For asymmetric encryption such as embodied by RSA, the "key length" is conventionally taken to be the length of one of the public key elements. Such a key is highly structured (only a very few sequences of bits of that length are valid keys) and security relies on robustness of this structure with regards to some specific analysis algorithms. E.g., in RSA, the "key size" is the length of a big integer (called the "modulus") and RSA is secure as long as one cannot factor that big integer into its prime factors. Integer factorization becomes hard, then unfeasible with existing technology, when we consider large enough integers. 1024-bit integers for RSA are commonplace, and it is recommended to use larger ones (e.g. 2048 bits -- cryptographers just love powers of 2), to account for possible advances in technology in the next decades. Implementation of RSA requires "big integers", i.e. integers with length not limited to that of the CPU registers. See @mikeazo's answer for pointers.
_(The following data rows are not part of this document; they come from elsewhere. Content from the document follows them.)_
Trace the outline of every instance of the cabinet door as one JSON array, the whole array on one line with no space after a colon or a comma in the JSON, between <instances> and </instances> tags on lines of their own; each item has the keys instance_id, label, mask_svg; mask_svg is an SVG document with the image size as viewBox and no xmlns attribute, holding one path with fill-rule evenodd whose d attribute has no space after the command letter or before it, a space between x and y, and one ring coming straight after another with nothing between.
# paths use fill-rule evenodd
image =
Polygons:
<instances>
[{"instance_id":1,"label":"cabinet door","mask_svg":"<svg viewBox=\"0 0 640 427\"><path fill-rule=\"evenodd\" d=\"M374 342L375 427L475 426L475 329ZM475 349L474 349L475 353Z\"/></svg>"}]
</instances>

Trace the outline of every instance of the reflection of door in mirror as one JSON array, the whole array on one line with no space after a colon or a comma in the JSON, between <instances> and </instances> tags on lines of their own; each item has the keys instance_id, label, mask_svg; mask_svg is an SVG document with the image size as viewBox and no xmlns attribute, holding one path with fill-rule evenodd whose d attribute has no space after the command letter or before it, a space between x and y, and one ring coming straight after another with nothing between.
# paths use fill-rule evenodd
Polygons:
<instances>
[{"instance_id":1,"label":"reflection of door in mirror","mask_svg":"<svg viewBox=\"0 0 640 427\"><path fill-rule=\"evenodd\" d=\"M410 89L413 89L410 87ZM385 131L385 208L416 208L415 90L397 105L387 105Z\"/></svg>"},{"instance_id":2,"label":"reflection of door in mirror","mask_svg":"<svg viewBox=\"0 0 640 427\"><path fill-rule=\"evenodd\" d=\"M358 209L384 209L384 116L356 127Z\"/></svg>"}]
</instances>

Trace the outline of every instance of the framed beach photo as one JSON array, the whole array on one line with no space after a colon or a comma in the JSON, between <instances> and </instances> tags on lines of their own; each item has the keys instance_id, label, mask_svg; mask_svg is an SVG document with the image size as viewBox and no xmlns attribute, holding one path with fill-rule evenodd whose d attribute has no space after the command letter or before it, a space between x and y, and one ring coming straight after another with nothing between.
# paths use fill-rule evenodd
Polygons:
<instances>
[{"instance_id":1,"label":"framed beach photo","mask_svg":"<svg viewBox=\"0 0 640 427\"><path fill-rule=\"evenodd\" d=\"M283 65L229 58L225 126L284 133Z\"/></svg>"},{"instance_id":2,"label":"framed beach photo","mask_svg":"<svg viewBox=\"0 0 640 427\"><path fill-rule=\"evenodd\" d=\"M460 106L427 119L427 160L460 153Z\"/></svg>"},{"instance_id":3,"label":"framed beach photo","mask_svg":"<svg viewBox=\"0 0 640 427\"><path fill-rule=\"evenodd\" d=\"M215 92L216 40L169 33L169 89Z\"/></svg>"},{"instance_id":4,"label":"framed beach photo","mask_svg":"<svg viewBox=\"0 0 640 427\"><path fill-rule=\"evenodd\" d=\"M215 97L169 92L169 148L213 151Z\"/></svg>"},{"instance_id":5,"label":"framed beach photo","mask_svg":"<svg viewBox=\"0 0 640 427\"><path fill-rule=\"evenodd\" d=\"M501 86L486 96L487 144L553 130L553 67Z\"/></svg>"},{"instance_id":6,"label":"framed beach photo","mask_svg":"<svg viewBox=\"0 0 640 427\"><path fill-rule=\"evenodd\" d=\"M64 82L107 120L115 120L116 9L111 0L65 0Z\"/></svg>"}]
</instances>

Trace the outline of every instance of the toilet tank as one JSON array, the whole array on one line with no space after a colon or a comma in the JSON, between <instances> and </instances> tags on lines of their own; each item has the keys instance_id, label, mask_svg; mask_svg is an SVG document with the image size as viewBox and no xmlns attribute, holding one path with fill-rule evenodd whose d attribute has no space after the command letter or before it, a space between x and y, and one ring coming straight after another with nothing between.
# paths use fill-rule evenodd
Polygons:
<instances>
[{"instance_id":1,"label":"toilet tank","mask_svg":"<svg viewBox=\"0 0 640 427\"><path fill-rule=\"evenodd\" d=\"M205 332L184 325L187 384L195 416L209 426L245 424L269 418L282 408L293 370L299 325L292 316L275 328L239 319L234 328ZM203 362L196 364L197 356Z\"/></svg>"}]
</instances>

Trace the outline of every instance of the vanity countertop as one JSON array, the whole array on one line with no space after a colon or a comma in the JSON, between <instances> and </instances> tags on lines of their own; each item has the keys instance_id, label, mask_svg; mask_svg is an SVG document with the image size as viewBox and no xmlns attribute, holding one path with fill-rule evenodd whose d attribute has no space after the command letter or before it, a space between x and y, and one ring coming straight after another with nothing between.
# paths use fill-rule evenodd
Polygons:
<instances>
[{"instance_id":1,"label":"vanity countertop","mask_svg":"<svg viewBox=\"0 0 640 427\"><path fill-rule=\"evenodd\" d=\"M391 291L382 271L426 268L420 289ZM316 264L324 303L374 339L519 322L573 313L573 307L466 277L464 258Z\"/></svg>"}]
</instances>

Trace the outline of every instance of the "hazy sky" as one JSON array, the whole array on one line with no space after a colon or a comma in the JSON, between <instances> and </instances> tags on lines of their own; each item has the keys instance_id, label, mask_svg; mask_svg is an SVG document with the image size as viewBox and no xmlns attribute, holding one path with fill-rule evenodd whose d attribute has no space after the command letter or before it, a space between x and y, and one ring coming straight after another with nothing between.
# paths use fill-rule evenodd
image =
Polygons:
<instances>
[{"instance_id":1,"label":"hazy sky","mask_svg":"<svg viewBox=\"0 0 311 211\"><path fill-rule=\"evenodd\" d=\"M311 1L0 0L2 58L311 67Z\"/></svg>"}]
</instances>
For symmetric encryption, it makes no real sense to use a key larger than 256 bits (arguably, 256 bits are already extreme overkill). Symmetric encryption algorithms accept as keys all sequences of a given size. The key size must be such that it is not feasible to try all possible keys, an attack known as "exhaustive search". 256 bits are already way beyond the reasonable and also the unreasonable; see this answer on security.SE for a more detailed analysis.
A non-weak symmetric encryption algorithm is such that if you do not use exactly the right key, you get utter garbage, so that you cannot approximate the key: you really have to hit it. Another way to say it is that for a non-weak algorithm, exhaustive search is the best attack. Yet another way to say it is that if enlarging the key beyond 256 bits makes any difference to security, then you are using weak symmetric encryption algorithms. It is a rather risky bet to assume that weaknesses in an algorithm can be overcome with larger keys; a much safer attitude would be to just stop using weak algorithms.
As for implementations, some cryptographic algorithms are defined with arithmetic operations on relatively large operands. E.g. RC6 uses multiplications of 32-bit integers. This is done because big processors (such as the core CPU of a PC) are good at such kinds of operations. However, smaller processors are not: smartcard developers, and people who design custom circuits on ASIC or FPGA are not fond of RC6. So other algorithms are built only on elements which are easy to deal with on any platform. E.g. the AES uses only 8-bit operations. There is no relation between the block size (128 bits for AES), the key size (128, 192 or 256 bits for AES), and the type of elementary operation the block cipher is built on.
Anyway, if an algorithm runs at all anywhere, then it is implementable with only transistors (what else is there in a CPU ?) and a transistor handles only 1-bit values.